Atrios writes:
Imagine if 30 people were killed every day by car bombs in US cities. Monday, 30 dead in Denver. Tuesday, 30 dead in San Francisco. Wednesday, 30 dead in Philadelphia. You get the idea.
Now scale that roughly relative to population size. Make that 300 dead per day. Every day. Would the lead story on the evening news be about all the people who weren't blown up that day? No. The country would be completely hysterical.
As he has pointed out elsewhere, the issue isn't that life goes on in a combat zone. Of course it does, but that's not the central story. The central story is that, despite continued efforts, the security situation keeps deteriorating. Go watch that Lara Logan video again, because she's absolutely right.
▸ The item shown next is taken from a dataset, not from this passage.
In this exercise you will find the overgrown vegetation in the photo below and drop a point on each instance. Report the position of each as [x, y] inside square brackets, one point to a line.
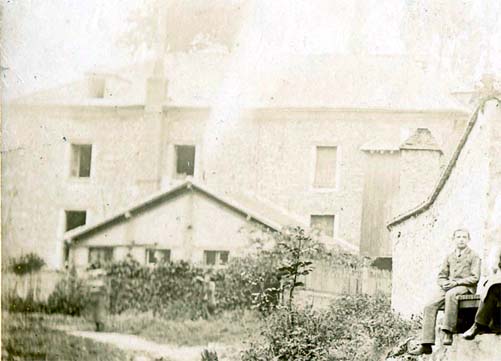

Before we get to read a bunch of stories with the headline: "U.S. Troops Paint School," we need to read a bunch of stories with the headline: "Security Situation Improving."
The problem with "improving the security situation" is that we're an outside force that will never, without wide scale pacification, supress disdain of our presence or an insurgency.
We should not be resting our pull out strategy on "100% stability", but more on an environment of stability. Once the government is working, as well as their security forces, we should have begun to scale back presence and/or cycle peacekeepers.
It's roughly similiar to the quagmire, yeah I know, bad word, of Vietnam - Johnson got us into a helluva mess and kept thinking of it as a "winning" scenario. Kennedy had it right, before he was killed, about getting out of SE Asia back in 63ish.
If it wasn't for the theory that pulling out to soon would leave a vaccum that Iran would flow into, I'd push for a quick pullout, but I'm not ready for a Persian Empire revival.
Gotta love hornets nests, unless you're gonna burn the whole hive up, it's best not to poke it with a stick. Feh!